SPV Structure Member Format (PSPP)

D.1 Structure Member Format

A structure member lays out the high-level structure for a group of output items such as heading, tables, and charts. Structure members do not include the details of tables and charts but instead refer to them by their member names.

Structure members’ XML files claim conformance with a collection of XML Schemas. These schemas are distributed, under a nonfree license, with SPSS binaries. Fortunately, the schemas are not necessary to understand the structure members. The schemas can even be deceptive because they document elements and attributes that are not in the corpus and do not document elements and attributes that are commonly found in the corpus.

Structure members use a different XML namespace for each schema, but these namespaces are not entirely consistent. In some SPV files, for example, the viewer-tree schema is associated with namespace ‘http://xml.spss.com/spss/viewer-tree’ and in others with ‘http://xml.spss.com/spss/viewer/viewer-tree’ (note the additional viewer/). Under either name, the schema URIs are not resolvable to obtain the schemas themselves.

One may ignore all of the above in interpreting a structure member. The actual XML has a simple and straightforward form that does not require a reader to take schemas or namespaces into account. A structure member’s root is heading element, which contains heading or container elements (or a mix), forming a tree. In turn, container holds a label and one more child, usually text or table.

The following sections document the elements found in structure members in a context-free grammar-like fashion. Consider the following example, which specifies the attributes and content for the container element:

container
   :visibility=(visible | hidden)
   :page-break-before=(always)?
   :text-align=(left | center)?
   :width=dimension
=> label (table | container_text | graph | model | object | image | tree)
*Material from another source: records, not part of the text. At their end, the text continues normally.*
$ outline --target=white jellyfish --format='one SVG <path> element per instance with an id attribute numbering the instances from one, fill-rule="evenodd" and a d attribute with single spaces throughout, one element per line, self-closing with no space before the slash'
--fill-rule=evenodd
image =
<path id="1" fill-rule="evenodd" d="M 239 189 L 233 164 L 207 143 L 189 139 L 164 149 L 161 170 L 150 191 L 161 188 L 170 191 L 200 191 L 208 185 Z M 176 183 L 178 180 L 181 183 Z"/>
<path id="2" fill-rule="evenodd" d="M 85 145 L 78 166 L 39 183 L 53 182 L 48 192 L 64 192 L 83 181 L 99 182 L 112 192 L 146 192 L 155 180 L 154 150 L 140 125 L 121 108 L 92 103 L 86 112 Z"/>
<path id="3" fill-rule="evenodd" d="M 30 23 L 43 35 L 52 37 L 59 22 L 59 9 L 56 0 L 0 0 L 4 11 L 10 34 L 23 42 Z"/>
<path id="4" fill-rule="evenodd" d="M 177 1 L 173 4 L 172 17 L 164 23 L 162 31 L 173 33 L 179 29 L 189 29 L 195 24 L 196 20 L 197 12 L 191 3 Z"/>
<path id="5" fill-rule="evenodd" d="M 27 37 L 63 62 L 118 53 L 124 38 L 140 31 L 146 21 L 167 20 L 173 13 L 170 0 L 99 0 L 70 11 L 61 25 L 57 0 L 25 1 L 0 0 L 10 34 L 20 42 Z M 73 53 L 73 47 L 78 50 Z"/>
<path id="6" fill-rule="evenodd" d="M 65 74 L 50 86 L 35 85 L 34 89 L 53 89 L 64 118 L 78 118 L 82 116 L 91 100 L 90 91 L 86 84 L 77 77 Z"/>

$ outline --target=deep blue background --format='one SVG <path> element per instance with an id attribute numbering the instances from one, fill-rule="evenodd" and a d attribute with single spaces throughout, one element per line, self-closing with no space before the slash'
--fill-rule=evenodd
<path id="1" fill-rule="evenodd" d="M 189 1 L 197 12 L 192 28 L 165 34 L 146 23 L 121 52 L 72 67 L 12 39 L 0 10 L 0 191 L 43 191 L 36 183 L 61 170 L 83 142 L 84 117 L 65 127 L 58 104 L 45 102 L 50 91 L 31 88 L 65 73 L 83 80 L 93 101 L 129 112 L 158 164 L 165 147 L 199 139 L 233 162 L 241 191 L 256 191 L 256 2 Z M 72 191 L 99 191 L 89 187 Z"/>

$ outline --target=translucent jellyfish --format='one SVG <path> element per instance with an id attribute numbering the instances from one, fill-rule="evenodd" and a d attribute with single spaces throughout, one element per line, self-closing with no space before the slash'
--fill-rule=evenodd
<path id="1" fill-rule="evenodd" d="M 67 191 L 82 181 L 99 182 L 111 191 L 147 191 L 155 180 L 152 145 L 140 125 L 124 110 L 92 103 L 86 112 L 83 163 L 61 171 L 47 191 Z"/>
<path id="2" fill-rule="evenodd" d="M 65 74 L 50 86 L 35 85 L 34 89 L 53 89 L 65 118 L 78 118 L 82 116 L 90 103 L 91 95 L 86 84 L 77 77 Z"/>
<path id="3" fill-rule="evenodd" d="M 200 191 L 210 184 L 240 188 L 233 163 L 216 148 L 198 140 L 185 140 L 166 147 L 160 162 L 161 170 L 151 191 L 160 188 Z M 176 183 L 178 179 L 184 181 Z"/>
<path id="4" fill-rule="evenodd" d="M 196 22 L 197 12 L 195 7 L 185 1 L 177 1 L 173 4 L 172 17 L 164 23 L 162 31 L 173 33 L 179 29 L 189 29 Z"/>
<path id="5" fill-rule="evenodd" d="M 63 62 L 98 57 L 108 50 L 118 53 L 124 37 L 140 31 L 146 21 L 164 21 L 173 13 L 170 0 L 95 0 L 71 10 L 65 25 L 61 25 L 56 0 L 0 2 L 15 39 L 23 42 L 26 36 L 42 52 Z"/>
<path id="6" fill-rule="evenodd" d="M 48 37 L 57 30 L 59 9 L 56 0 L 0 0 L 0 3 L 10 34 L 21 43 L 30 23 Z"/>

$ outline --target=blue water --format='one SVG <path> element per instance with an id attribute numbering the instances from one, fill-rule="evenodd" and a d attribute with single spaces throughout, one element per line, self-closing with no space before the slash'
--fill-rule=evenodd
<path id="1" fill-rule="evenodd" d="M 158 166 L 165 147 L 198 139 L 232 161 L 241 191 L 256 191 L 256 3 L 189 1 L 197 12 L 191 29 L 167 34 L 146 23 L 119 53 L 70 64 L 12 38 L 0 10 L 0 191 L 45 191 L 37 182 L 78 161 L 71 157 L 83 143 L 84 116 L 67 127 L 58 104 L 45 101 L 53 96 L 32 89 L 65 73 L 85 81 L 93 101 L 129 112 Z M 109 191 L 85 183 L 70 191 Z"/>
Each attribute specification begins with ‘:’ followed by the attribute’s name. If the attribute’s value has an easily specified form, then ‘=’ and its description follows the name. Finally, if the attribute is optional, the specification ends with ‘?’. The following value specifications are defined:

(a | b | …)

One of the listed literal strings. If only one string is listed, it is the only acceptable value. If OTHER is listed, then any string not explicitly listed is also accepted.

bool

Either true or false.

dimension

A floating-point number followed by a unit, e.g. 10pt. Units in the corpus include in (inch), pt (points, 72/inch), px (“device-independent pixels”, 96/inch), and cm. If the unit is omitted then points should be assumed. The number and unit may be separated by white space.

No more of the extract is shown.